Con l’Ago e il filo ci metterebbe l’opera di Miró che se ne sta di fronte a un edificio del ’700 nell’elegante via Senato dall’amministrazione Pillitteri a oggi. «Perchè deve stare lì?» si chiede giudicandola prima uno «sgorbio» poi un «orrore» e comunque la prima cosa da eliminare in città. A seguire a stretto giro di posta il monumento a Pertini di Aldo Rossi in via Manzoni. «Non capisco come si faccia a dedicare a Pertini un pisciatoio. Se dedichi un monumento a qualcuno bisogna anche fare in modo che si capisca a chi è dedicato», tuona Sgarbi. Il «pisciatoio» anche definito «cubetto», «baracchetta» o «crimine» rientra nella prima categoria: «Va abbattuto». Senza rimpianti. Altra roba da buttare Sgarbi la trova a poca distanza, nei giardini di via Palestro. E non è il monumento a Montanelli. «Non riesco a capire chi lo critica. È un errore, certo. Va cambiata la testa perché non è riconoscibile e va ripatinato il corpo. Ma che ci fanno quelle quattro pecore con una specie di cavaliere proprio lì, a 30 metri, di un tale Rosenthal. Nessuno se n’è mai accorto. Inverecondo». Dunque, buttare.

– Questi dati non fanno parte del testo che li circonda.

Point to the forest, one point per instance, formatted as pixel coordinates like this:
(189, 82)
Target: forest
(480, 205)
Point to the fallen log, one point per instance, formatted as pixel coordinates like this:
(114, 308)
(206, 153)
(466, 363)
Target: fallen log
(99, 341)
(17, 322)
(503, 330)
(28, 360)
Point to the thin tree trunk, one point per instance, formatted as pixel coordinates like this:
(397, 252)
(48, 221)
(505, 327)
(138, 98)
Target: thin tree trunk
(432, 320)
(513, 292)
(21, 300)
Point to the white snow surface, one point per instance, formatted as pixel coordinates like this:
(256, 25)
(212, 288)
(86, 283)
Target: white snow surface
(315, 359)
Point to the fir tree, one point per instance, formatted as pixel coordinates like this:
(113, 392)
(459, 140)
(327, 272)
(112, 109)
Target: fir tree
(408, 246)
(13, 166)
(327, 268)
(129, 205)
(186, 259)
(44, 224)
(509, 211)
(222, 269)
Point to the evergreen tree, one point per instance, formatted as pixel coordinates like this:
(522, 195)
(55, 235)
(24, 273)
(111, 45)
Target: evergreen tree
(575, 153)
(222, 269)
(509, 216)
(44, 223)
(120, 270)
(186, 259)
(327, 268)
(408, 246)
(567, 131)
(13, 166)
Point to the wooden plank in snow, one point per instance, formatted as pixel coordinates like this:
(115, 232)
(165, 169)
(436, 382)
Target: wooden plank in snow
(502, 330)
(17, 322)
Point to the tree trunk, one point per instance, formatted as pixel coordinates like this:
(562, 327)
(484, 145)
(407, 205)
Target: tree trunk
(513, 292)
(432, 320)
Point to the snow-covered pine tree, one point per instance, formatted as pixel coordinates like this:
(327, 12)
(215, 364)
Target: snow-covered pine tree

Via anche «il pennacchio ai carabinieri» di piazza Diaz («è una beffa»), prosegue Sgarbi, «la pigna di San Babila che non si capisce che ci sta fare. Forse l’ha fatta pure un mio amico, Cacciadominioni... speriamo di no». Ma è un crescendo. E allora «nulla supera l’orrore di Vittorio Viganò all’Arco della Pace. Intanto l’Arco si chiama così perché ci si può passare sotto. Non ha senso il recinto che lo isola. Bisogna togliere i muretti, riaprire l’arco e eliminare l’illuminazione, quelle 4 palle fatte a satellite».
L’illuminazione meriterebbe poi un capitolo a parte di cui apriamo solo la pagina «Castello» («va rifatta in modo decoroso, che non faccia l’effetto luna park come è ora») e le colonne di San Lorenzo «è diventata fetida con quella foresta di luci». Più chiaro di così. Sgarbi grida anche al rispetto per il palazzo della Ragione di piazza Mercanti inorridito per «i giochetti degli architetti su un edificio romanico» e chiede attenta vigilanza per l’Arengario di piazza Duomo: «Non vorrei che un mirabile esempio d’architettura fascista su cui sta lavorando Italo Rota possa risentire della Pop art». Buttando uno sguardo al futuro va dritto ai grattacieli che dovrebbero innalzarsi alla vecchia Fiera. «Padoa-Schioppa ha detto che bisogna limitare le spese. Indurrei a non dare soldi per fare questi scempi - chiosa -. In una città padana, orizzontale, perché bisogna fare brutti grattacieli che cercano di scimmiottare New York?».